From that data they reach a somewhat bizarre conclusion, summed up by Automotive News:
Serious delinquency rates for auto loans were within a normal range from March to April indicating federal aid, tax returns and lenders’ offerings of payment deferrals largely kept consumers above water — so far — during the COVID-19 crisis, credit bureau TransUnion said Wednesday.
I say bizarre because Transunion’s own report includes a different statistic that suggests things aren’t fine after all.
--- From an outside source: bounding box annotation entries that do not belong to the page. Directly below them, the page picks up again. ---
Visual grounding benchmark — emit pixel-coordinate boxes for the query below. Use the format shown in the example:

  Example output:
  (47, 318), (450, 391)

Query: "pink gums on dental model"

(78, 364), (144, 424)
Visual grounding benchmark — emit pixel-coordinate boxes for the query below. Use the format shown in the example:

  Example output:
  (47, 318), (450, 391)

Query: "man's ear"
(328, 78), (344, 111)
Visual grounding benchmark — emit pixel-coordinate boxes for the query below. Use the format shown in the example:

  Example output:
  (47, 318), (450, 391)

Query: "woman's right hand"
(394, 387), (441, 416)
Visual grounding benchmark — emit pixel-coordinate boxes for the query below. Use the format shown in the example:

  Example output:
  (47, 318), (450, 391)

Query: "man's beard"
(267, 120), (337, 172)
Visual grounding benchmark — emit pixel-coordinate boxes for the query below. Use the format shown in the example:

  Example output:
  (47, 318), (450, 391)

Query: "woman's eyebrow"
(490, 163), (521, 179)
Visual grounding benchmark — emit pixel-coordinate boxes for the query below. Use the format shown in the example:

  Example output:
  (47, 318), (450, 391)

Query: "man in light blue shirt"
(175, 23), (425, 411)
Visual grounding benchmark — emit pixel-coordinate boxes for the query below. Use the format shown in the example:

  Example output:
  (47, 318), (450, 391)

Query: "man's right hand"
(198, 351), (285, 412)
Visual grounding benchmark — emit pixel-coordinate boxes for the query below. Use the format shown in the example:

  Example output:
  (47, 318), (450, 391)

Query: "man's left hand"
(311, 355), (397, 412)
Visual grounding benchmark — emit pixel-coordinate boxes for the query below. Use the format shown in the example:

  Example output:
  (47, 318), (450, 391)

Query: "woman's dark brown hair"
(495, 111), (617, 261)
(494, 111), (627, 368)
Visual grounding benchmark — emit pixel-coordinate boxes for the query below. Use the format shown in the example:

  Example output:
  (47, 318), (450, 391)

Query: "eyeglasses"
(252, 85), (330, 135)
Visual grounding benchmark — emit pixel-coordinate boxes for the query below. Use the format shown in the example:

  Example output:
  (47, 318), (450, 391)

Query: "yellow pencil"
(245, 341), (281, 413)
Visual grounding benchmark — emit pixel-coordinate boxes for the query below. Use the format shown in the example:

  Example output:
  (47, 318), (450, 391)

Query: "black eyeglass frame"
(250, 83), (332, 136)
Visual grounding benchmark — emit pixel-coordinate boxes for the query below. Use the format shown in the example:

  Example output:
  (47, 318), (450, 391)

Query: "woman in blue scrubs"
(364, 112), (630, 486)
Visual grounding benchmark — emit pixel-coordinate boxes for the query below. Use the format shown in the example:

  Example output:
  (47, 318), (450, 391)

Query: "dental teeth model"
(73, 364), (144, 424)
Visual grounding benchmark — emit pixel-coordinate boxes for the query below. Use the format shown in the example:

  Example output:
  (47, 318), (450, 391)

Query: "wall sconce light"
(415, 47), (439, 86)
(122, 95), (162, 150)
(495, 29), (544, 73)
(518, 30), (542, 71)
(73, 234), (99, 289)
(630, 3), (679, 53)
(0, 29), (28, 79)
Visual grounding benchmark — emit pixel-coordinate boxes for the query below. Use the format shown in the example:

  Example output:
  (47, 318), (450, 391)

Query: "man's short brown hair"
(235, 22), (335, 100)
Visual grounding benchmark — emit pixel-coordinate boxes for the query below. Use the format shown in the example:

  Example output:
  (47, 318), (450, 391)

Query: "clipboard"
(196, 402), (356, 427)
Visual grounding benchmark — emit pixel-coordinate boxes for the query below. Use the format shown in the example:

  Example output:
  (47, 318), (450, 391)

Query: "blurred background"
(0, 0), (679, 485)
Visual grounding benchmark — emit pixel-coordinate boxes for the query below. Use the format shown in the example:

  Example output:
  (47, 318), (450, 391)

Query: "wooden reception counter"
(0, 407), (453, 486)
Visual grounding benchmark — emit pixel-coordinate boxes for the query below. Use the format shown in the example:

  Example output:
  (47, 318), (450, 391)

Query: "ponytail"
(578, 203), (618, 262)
That stat measures the percentage of borrowers who are “in hardship,” which Auto News defines as those whose payments have been deferred, accounts have been frozen, or have a “frozen past due payment in their account.” That percentage, for auto loans, was 3.54 percent in April, compared to 0.64 percent in March and 0.51 percent in April 2019.
By that measure, around five times the amount of people were hurting in April compared to March, which certainly is a bad harbinger going forward. And while Transunion says that borrowers in this category aren’t expected to eventually go delinquent, that seems like a much better indicator of where things stand.
The discrepancy can also probably be explained by the fact that 60 days from the last day in April was the beginning of March, before the pandemic had really taken hold in the States and the lockdowns and economic turmoil began. So what this long-term delinquency data really seems to be giving us a look at is the pre-pandemic auto loan picture more than anything.
Indeed, you would expect the long-term delinquency numbers to really start to pick up right around now, as we’re about two months out from when things started to get really serious and the lockdowns and layoffs began. Further out than now it could be even worse, as job losses continued to pile up and many likely couldn’t pay their auto loans. And while payment deferrals and federal aid have undoubtedly also helped, looking ahead, two big deadlines loom in July.
For example, a spike in delinquencies could occur in July for a variety of reasons, [Satyan Merchant, senior vice president and automotive business leader at TransUnion] said. Losing the federal unemployment benefit associated with COVID-19 relief, slated to end July 31, could put pressure on out-of-work consumers. The federal income tax filing deadline also was moved to July 15, another stress point for consumers who may owe the Internal Revenue Service.
According to Transunion, there were 83.3 million outstanding auto loans in the first three months of 2020, which is a good reminder that even a small percentage of that is still a huge number of borrowers.
This will all probably get worse before it gets better.